Family Health Fair teaches families about health and safety
Published 7:00 am Saturday, May 4, 2019
Community members were given a passport to wellness at the 9th annual Pearl River County School District Family Health Fair, held in the Pear River County High School cafeteria Tuesday evening.
The fair featured booths from area health care providers, local businesses and school departments. Attendees were able to sample recent additions to the school lunch offerings such as barbecue chicken, corn salad made with low fat mayonnaise and tomato, and tuna salad created with a mixture of low fat mayonnaise and ranch dressing, said Sheila Amacker, co-wellness coordinator.
After eating, kids could parch their thirst with samples from Smoothie King. Then, they were able to work off the extra energy by competing in a potato sack race or riding one of the Skate Station ponies. Parents were offered an up close look at student life with a school bus tour.
With approximately 140 attendees, turnout for the fair was lower than last year, but still on average for past health fairs, Amacker said. Twenty-seven vendors participated in the event, said wellness co-coordinator Kimberly Alford, which was more than the fair has had before.
Alford said anytime they offer a community event focused on families and health, any turnout is positive.
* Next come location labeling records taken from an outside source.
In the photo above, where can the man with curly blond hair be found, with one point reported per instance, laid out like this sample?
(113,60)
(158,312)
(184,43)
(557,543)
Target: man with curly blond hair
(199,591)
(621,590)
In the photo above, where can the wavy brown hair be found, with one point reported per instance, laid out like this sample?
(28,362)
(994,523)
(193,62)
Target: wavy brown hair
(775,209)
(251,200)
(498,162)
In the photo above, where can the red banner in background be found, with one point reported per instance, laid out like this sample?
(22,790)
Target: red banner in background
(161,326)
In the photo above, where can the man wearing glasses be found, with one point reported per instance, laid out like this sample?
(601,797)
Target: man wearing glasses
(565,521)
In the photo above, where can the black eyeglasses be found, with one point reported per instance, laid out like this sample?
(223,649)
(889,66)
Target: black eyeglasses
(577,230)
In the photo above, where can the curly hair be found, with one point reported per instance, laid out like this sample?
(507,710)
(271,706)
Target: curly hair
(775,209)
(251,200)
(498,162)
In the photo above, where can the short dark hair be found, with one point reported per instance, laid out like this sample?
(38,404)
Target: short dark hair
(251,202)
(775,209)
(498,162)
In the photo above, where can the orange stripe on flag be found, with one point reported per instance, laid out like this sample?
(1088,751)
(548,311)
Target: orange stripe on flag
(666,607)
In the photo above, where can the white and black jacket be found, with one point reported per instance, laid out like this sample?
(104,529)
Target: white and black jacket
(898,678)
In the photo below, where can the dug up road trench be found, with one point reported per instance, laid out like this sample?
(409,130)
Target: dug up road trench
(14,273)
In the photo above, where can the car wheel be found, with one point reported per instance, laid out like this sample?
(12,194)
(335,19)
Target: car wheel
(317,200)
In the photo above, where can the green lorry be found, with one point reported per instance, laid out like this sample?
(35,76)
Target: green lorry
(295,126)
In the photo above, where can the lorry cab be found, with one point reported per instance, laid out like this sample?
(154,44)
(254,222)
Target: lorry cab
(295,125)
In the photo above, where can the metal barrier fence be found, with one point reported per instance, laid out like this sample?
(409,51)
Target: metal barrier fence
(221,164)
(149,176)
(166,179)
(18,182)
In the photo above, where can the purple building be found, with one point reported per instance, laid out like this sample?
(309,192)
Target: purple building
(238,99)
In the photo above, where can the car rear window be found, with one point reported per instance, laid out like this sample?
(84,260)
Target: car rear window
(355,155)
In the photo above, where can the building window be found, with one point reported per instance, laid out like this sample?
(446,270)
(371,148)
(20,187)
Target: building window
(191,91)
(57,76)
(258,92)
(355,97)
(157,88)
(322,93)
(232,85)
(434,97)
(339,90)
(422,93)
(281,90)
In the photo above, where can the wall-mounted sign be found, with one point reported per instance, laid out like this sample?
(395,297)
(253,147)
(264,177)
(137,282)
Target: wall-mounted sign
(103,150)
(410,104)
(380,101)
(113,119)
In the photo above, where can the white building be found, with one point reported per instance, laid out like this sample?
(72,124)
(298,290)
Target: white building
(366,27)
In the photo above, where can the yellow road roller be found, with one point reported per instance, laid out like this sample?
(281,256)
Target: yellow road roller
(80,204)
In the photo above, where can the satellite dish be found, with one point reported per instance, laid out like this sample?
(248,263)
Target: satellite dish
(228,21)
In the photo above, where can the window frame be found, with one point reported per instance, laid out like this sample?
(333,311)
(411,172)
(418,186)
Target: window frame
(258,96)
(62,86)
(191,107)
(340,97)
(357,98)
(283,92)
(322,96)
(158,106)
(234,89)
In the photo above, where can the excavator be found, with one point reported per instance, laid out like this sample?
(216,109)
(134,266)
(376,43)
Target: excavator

Magnolia Health offered informational books for kids on diabetes, while Nurse Practitioner Allyson Penton got the word out about the many services at the Hattiesburg Family Health Clinic. Many people may not realize the clinic also provides preventative care, Penton said.
New additions to this year’s fair included a booth on construction safety manned by Warren Bowen, owner of Triage Facility Consultants.
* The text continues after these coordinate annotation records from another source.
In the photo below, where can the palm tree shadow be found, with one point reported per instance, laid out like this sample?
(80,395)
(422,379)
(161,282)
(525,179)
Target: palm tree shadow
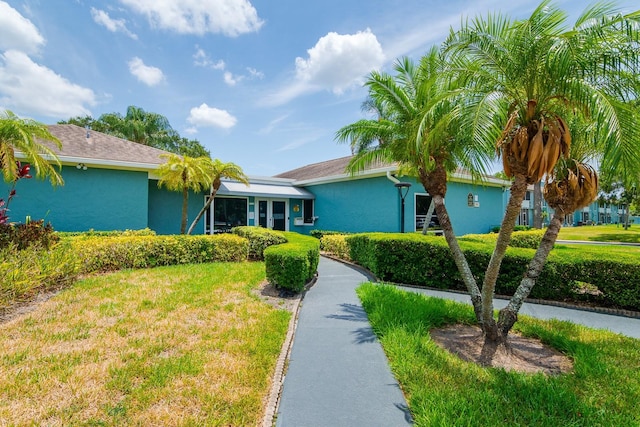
(355,313)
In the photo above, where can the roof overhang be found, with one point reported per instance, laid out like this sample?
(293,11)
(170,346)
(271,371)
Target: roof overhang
(231,188)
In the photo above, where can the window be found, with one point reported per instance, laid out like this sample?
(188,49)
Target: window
(422,208)
(228,213)
(307,211)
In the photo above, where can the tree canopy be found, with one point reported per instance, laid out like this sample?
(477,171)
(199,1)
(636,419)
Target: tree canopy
(143,127)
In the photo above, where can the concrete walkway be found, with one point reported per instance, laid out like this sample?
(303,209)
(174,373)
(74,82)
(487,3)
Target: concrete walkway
(338,374)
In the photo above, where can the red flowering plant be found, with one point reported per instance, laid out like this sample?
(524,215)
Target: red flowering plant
(24,172)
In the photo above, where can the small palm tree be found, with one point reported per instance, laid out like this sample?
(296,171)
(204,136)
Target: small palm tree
(418,128)
(219,170)
(25,136)
(183,173)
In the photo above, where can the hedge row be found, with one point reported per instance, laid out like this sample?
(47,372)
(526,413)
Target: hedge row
(293,264)
(259,239)
(110,233)
(25,272)
(116,253)
(426,261)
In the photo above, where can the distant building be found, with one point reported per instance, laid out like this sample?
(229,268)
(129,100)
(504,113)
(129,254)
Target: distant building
(111,183)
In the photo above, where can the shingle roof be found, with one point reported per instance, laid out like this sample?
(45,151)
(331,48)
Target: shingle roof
(102,147)
(323,169)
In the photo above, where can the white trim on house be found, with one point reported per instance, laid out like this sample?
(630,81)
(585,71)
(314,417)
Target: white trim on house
(263,190)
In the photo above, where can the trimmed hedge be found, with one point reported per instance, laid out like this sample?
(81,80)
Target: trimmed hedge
(98,254)
(318,234)
(25,272)
(259,239)
(426,261)
(111,233)
(293,264)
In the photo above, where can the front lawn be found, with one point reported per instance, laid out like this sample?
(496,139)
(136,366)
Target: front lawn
(443,390)
(181,345)
(601,233)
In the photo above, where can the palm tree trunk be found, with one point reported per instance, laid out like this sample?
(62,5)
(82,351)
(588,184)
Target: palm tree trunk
(202,211)
(537,206)
(427,219)
(509,315)
(458,255)
(488,323)
(185,207)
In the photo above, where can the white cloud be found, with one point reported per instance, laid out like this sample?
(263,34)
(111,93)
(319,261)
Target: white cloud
(255,73)
(232,80)
(228,17)
(201,59)
(30,87)
(337,62)
(17,32)
(151,76)
(213,117)
(114,25)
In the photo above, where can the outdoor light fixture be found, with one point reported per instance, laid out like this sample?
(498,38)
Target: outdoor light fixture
(403,190)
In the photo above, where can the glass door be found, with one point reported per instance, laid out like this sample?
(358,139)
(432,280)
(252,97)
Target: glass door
(263,219)
(279,215)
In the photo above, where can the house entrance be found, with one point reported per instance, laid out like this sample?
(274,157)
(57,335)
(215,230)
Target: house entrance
(273,214)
Bowen said any active construction during a school year is a challenge. He explained the importance of hard hats and gloves to students, and taught them the meaning of different flags on a construction site.
The fair even included a booth for spiritual wellness, manned by Christopher Stockstill from the Life Church.
“I think spiritual wellness is the ground for overall wellness,” he said.
Susan Rodriguez brought her two kids to the wellness fair. She said she especially liked the anti-smoking table staffed by school nurses.
“It’s nice to have a line smoker’s can call without harassment,” Rodriguez said.
Her kids loved the pony ride, she said.